The Mouse That Didn't Roar

In the end -- after a wasteful 11 years and a misspent $21 million -- Special Prosecutor David M. Barnett today brought forth a mouse in the matter of whether former Clinton administration Housing Secretary Henry G. Cisneros evaded paying income taxes.

There was no question that Cisneros had tax troubles and lied to FBI agents about them when he was being considered for the cabinet-level position, so the longest and most ridiculous independent counsel investigation ever was bound to end with a whimper and not a bang.

What is not so ridiculous is an important sidelight: Barnett’s scathing conclusion that the Clinton administration -- and notably Attorney General Janet Reno -- stonewalled he and his staff at nearly every turn, something that the Bush administration has been notably adept at doing under arguably more serious circumstances.
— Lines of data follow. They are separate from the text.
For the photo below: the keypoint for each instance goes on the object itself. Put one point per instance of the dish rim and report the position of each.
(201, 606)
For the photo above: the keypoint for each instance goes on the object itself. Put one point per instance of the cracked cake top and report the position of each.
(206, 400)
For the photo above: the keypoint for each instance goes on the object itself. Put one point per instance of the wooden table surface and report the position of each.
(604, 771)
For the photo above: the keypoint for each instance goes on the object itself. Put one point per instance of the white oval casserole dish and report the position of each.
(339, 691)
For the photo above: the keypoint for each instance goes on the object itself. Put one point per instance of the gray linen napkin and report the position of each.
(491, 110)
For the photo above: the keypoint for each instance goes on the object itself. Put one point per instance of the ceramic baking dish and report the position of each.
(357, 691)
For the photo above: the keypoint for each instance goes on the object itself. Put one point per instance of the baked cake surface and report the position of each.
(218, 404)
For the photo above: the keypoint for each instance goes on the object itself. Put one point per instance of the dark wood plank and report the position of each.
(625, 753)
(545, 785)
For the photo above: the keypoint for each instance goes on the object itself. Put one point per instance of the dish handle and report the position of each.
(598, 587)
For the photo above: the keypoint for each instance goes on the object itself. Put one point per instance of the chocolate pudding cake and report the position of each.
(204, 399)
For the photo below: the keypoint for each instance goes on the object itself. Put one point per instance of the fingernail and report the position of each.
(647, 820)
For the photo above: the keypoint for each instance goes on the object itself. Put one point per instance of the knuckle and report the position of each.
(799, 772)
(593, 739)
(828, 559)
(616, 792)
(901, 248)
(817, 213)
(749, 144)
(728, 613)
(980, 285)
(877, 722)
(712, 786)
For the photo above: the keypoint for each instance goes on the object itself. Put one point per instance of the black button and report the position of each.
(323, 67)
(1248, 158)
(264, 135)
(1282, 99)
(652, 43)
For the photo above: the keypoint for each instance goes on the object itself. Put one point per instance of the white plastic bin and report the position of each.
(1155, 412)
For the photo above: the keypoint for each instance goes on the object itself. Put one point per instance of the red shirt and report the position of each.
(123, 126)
Cisneros resigned his post, was indicted on 18 felony counts and eventually pleaded guilty to a measly misdemeanor charge of lying to investigators. Clinton later pardoned him.

Barrett kept the pedal to the metal for more than six years after the law that created the special prosecutor system was allowed to die. The law was not renewed after both Democrats and Republicans agreed that the goal of keeping political influence out of criminal investigations of high-ranking officials had failed. Exhibit A in that regard was Kenneth Starr, whose tenure as a special prosecutor began in 1994 with an investigation of the so-called Whitewater scandal but when that didn't pan out morphed into a right-wing Republican-backed Clinton administration witch hunt before finally sputtering to a halt in 1999.